Q. how we can do multiple cross-framework references in GRC?

Our Risk manager would like to link control objectives to both Cybersecurity and IT Frameworks so they can be cross-referenced.

Currently OOB an objective can only link to one parent and SN have confirm it is not possible and to raise a request for future development.

Connor Levien · ‎06-11-2025

@jtshone depends what you mean by Cybersecurity and IT Fraemwork, are they policies or procedures? If so you can use the policy object in ServiceNow to do this. For example IT Policy may require you to do vulnerability management and the Cybersecurity policy may ask for that as well. Instead of creating two control objectives you can instead create one control objective and link it to both policies so application owners only need to respond to a single requirement but the results can role up to each framework.
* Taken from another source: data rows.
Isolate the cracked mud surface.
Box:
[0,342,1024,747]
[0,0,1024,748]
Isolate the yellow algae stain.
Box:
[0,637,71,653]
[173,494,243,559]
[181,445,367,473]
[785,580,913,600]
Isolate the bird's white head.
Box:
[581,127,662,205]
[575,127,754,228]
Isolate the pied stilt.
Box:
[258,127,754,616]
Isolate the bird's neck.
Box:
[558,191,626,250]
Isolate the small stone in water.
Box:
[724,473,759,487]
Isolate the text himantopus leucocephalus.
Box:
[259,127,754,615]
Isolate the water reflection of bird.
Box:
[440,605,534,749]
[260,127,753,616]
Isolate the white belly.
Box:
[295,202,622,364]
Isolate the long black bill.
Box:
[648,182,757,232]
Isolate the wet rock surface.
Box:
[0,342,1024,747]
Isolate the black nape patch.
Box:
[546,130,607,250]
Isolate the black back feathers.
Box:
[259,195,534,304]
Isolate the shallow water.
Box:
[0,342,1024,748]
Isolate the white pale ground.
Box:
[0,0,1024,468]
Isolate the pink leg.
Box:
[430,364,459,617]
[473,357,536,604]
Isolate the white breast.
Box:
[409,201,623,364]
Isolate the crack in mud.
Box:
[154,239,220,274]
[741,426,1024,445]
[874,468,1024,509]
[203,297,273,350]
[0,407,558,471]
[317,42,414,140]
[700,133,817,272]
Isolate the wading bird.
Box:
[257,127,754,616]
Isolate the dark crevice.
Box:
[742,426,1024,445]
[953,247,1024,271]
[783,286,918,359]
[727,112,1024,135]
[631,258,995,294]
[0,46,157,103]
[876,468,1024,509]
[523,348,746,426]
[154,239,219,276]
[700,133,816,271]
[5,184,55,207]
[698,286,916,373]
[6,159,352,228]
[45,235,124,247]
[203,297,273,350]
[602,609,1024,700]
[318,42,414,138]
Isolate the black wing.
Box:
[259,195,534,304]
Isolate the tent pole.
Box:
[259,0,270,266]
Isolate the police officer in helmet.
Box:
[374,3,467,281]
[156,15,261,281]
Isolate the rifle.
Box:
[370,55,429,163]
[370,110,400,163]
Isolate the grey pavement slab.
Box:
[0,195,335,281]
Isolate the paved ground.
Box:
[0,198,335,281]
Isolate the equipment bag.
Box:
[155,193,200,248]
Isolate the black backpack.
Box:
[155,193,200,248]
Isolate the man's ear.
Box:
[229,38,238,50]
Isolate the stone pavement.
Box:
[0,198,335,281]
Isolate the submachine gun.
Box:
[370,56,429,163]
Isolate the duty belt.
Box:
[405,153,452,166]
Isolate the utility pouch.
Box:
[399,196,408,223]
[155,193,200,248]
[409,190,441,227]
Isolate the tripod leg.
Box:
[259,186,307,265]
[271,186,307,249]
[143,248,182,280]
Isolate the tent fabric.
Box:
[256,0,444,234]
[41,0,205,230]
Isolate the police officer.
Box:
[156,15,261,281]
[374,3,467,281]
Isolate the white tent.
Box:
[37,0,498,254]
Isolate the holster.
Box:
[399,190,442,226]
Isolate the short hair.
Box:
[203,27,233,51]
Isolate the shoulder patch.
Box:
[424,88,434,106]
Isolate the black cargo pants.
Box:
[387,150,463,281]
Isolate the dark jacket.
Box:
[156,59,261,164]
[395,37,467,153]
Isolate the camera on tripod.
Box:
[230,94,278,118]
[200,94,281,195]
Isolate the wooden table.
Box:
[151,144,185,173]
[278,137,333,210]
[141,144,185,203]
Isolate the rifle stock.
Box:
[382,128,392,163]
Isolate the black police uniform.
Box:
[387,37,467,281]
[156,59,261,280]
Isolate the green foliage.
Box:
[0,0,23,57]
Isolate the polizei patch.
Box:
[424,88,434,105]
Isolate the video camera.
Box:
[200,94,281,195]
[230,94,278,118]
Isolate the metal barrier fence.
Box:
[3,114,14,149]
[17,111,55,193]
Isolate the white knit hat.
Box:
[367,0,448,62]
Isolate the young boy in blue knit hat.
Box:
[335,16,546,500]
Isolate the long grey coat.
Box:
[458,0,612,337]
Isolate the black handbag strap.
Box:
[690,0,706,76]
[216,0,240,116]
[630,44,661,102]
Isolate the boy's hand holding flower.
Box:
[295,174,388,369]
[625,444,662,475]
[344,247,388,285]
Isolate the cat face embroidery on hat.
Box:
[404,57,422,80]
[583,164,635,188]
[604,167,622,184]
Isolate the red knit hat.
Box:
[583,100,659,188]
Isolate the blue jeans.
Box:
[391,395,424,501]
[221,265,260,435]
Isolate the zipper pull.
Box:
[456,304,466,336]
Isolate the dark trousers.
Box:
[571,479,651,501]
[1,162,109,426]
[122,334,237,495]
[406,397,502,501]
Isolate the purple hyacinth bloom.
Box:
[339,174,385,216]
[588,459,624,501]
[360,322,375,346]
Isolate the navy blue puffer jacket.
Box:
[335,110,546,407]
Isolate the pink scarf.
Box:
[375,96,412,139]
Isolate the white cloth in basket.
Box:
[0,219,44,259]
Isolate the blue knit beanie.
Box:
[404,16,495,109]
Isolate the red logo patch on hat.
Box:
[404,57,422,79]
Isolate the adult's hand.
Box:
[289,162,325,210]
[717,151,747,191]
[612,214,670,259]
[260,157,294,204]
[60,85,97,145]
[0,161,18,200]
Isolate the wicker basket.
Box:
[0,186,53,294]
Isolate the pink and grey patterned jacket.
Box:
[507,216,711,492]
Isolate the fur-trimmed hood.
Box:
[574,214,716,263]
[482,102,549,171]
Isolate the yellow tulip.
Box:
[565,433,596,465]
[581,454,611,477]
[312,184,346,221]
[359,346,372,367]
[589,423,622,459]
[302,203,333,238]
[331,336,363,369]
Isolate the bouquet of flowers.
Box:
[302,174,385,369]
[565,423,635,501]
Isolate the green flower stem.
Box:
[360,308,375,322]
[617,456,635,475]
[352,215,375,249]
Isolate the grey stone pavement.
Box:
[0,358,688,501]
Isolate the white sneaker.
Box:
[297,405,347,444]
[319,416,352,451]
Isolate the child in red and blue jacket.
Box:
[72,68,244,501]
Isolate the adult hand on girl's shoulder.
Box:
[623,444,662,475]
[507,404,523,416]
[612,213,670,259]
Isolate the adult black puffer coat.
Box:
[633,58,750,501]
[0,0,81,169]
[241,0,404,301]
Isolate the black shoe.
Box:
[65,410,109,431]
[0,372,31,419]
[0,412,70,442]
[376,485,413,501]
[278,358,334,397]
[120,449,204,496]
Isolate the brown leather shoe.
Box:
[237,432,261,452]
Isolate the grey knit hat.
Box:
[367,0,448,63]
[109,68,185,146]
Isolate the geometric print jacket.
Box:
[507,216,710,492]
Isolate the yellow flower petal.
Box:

Additionally there is an OOTB capability to link control objectives to multiple control objectives. There is a relationship table called sn_compliance_m2m_policy_stmt_policy_stmt which can be surfaced on the control objective form. However, the compliance score calculation doesnt look at this table as part of its calculations so it wont roll up compliance scores

Mehernosh Amrol · ‎06-16-2025

If you have a Team to oversee the Compliance and Risk, then you create your internal Control Objectives and use the Citations from the Frameworks. This allows for the Compliance score Roll-up from the Control to the Framework. If you relate the Control Objectives to Policies, the Policy will also have a Compliance Score.

I would love to see Now Assist or some other AI scan the Frameworks and automatically relate the citations from the different frameworks and create a high-level Control Objective though.